Case Study: Chromatin Landscapes and Transposable Elements

A recent study by Huang and colleagues used comparative epigenomics to show how species-specific chromatin landscapes shape the evolutionary impact of transposable elements (TEs)²⁴. TEs are selfish genetic elements that copy and insert throughout host genomes, where they can disrupt genes, introduce novel regulatory sequences, and promote chromosomal rearrangements²⁴. Many eukaryotes counteract this activity through small RNA–guided pathways that deposit repressive histone marks such as H3K9me2/3 at TE insertions, thereby silencing their transcription. However, this host-directed silencing can “spill over” into flanking chromatin, inadvertently repressing nearby genes and imposing a fitness cost on the host.

Huang et al. combined population genomics with ChIP-seq profiling of H3K9me2 across multiple Drosophila species to quantify these TE-mediated epigenetic effects²⁴. They showed that individual TE insertions differ in the magnitude and spatial extent of H3K9me2 spreading into neighboring chromatin, and that insertions with stronger or broader repressive effects tend to be rarer in natural populations, consistent with stronger purifying selection. By comparing TE families across species, they further demonstrated that variation in host chromatin machinery and in the propensity of TEs to recruit repressive marks contributes to species-specific differences in overall TE burden. These results link chromatin-level measurements from ChIP-seq to classical population genetic signatures, illustrating how epigenetic mapping can reveal the hidden fitness consequences of regulatory perturbations and help explain why genomes with similar TE activity can evolve very different TE landscapes²⁴.

8.5.4 Direct Detection of Base Modifications with Long-Read Sequencing

Recall from the introduction that third-generation sequencing platforms fundamentally differ from short-read technologies in their ability to sequence native DNA without amplification. This property extends beyond merely generating longer reads—it enables direct detection of chemical modifications to DNA bases during sequencing.
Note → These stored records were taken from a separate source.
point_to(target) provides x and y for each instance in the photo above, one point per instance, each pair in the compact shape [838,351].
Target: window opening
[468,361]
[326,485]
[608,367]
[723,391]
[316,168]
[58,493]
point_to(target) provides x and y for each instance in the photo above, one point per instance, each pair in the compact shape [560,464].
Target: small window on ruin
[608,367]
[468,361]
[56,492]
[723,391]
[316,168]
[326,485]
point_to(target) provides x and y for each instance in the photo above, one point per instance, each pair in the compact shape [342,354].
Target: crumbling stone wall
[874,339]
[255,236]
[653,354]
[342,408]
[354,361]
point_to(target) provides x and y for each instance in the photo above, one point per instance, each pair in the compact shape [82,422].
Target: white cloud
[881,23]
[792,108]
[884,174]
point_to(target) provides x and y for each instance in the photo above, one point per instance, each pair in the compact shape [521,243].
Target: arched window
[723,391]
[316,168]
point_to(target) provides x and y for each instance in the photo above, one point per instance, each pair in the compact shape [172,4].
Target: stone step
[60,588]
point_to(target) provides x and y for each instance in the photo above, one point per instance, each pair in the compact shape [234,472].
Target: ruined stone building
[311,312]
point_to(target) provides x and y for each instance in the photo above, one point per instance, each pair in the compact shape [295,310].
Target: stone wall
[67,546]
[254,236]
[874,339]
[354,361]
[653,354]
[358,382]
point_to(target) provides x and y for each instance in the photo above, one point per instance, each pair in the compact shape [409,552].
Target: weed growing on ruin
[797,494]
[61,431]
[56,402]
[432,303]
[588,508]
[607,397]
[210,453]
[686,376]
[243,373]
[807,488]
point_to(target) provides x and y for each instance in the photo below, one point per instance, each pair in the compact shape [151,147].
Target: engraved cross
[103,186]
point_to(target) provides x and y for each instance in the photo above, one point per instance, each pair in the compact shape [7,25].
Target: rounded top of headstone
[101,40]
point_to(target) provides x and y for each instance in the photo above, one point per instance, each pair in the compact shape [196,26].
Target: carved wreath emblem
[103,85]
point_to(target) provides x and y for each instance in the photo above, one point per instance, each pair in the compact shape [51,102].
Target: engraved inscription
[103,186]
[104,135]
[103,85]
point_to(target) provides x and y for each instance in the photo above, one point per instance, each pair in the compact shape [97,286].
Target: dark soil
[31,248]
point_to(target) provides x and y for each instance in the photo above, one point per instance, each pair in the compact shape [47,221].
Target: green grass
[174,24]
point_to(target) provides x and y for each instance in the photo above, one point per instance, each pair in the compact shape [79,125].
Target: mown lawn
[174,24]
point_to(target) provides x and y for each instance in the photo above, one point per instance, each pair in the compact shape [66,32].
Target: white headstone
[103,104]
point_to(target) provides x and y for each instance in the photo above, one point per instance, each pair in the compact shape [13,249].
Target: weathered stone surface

Specifically, PacBio and Oxford Nanopore sequencing technologies detect base modifications directly from native DNA without bisulfite conversion or other chemical treatments²⁵. These platforms measure kinetic signals during sequencing that differ between modified and unmodified bases, enabling simultaneous readout of genetic sequence and epigenetic modifications from the same DNA molecule.

PacBio sequencing detects modifications through changes in polymerase kinetics as the enzyme incorporates fluorescently labeled nucleotides. The interpulse duration—the time between successive nucleotide incorporations—differs for modified versus unmodified bases, providing a signature of modification status. This approach enables detection of 5-methylcytosine, 5-hydroxymethylcytosine, and N6-methyladenine in bacterial genomes.

Oxford Nanopore sequencing measures ionic current as DNA strands pass through protein nanopores. Modified bases alter the current signal in characteristic ways, enabling their identification through machine learning models trained on known modified sequences. Recent advances have improved the accuracy of modification calling and expanded the repertoire of detectable modifications.

The ability to detect modifications directly on long reads enables phasing of epigenetic marks with genetic variants over large genomic distances, revealing how genetic variation influences epigenetic states. This integrated view of sequence and modification has proven particularly valuable for studying imprinted genes, where maternal and paternal alleles show differential methylation, and for characterizing bacterial restriction-modification systems where methylation patterns provide strain-specific signatures.

8.6 Metagenomic Sequencing

Metagenomics extends sequencing approaches to complex mixtures of organisms, enabling culture-independent characterization of microbial communities from environmental samples. Rather than sequencing a single isolated genome, metagenomic sequencing captures DNA from all organisms present in a sample, providing a comprehensive view of community composition and functional potential²⁶.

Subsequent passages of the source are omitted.